Enfin, une notation comme GTA [Veer 2000] est elle-même une combinaison de plusieurs notations et permet la description de diagrammes de séquences, de modèles de dialogue NUAN [Venema 1999] et d’arbres de tâches. Ces différentes notations sont autant de vues complémentaires sur un système interactif.

1.1.4 Forme des représentations

Comme nous l’avons souligné précédemment, une notation peut proposer plusieurs vues pour spécifier un système interactif. Chaque vue peut représenter des concepts (parfois identiques) sous une forme différente. Aussi nous nous focalisons ici sur les différentes formes de représentation des vues véhiculées par une notation.

Par exemple le modèle des rôles et des utilisateurs de la notation MABTA [Lim 2004] est représenté sous la forme d’un arbre, tandis qu’un modèle similaire dans la notation TOUCHE [Penichet 2006] est représenté par un diagramme objet relationnel. En effet, la première notation s’intéresse strictement à la modélisation des relations d’héritage et d’instance entre rôles et utilisateurs, tandis que la deuxième s’intéresse à décrire des tâches de coopération entre ces rôles. Certaines notations proposent plusieurs vues ayant une représentation identique, à l’instar des arbres de tâches coopératives et individuelles de CTT [Paterno 1997, Mori 2002]. Pour d’autres notations, telles que la notation CUA [Pinelle 2003], chaque vue adopte une forme différente. Ainsi, les scénarios de CUA sont décrits sous une forme textuelle (à la façon d’une pièce de théâtre). Les modèles de flot de travail sont décrits sous la forme d’un diagramme non hiérarchique reliant plusieurs tâches. Enfin le modèle de tâches adopte une forme arborescente. Enfin, la notation NUAN [Venema 1999] propose de décrire sous la forme d’un tableau des séquences d’actions utilisateur et système. La disposition des actions dans le tableau indique les relations entre ces actions.

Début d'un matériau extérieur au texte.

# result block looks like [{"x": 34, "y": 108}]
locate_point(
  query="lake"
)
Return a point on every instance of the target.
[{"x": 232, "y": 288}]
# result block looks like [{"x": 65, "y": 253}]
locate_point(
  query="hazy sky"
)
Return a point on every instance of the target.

Dans le cadre de notre analyse, nous détaillons la forme de chaque représentation proposée par une notation : textuelle, tabulaire, dessin, diagramme. Pour cette dernière, nous précisons la forme du diagramme comme : non hiérarchique, hiérarchique par imbrication ou arborescent.

1.1.5 Outils logiciels

Un point important pour les notations de spécification concerne la disponibilité d’outils logiciels pour accompagner la notation. Les outils logiciels sont utiles car ils structurent le processus de conception et aident le concepteur à comprendre les concepts qu’il/elle manipule [Veer 2000]. L’importance d’outils accompagnant les notations a également été soulignée par [Mori 2002] et [Molina 2009] comme vecteur à l’utilisation et à la diffusion d’une notation. Enfin les auteurs de GTA [Veer 2000] insistent sur la diffusion publique des outils accompagnant les notations de spécifications.

Un outil accompagnant une notation peut être de multiple nature. Nous identifions trois grandes classes d’outils : des éditeurs de spécification, des assistants d’analyse des spécifications produites et des générateurs de code.

Ces éditeurs peuvent être complétés par des outils d’aide à l’analyse des modélisations produites. C’est le cas de l’outil CTTE qui permet l’édition d’arbre de tâches selon la notation CTT [Mori 2002], et qui permet aussi d’animer les spécifications. De même l’éditeur EUTERPE [Veer 2000] qui permet la spécification selon la notation GTA (arbre de tâches, NUAN) est étendu pour couvrir toute la méthode de conception DUTCH et inclut par exemple l’analyse semi-automatique des modèles produits. L’utilisateur de l’outil peut ainsi vérifier des assertions sur sa spécification, telles que la présence d’associations d’au moins une tâche par rôle décrit, qui détecte ainsi la présence de rôles non-utilisés dans le modèle.

Enfin, certain éditeurs de spécification permettent également de générer du code ou des prototypes

à partir de spécifications. L’outil de spécification de diagrammes UML StarUML [StarUML] permet par

exemple de générer des classes décrites au sein de diagrammes de classes UML. L’outil EUTERPE associé à GTA permet quant à lui de générer la spécification au format HTML à partir des diagrammes produits. Chaque tâche y est par exemple décrite sous la forme d’un tableau contenant l’ensemble des propriétés décrites dans l’outil. Cette présentation est plus utilisable lors du développement, puisqu’elle n’impose pas la manipulation de l’outil par les développeurs, mais seulement la consultation des pages web générées.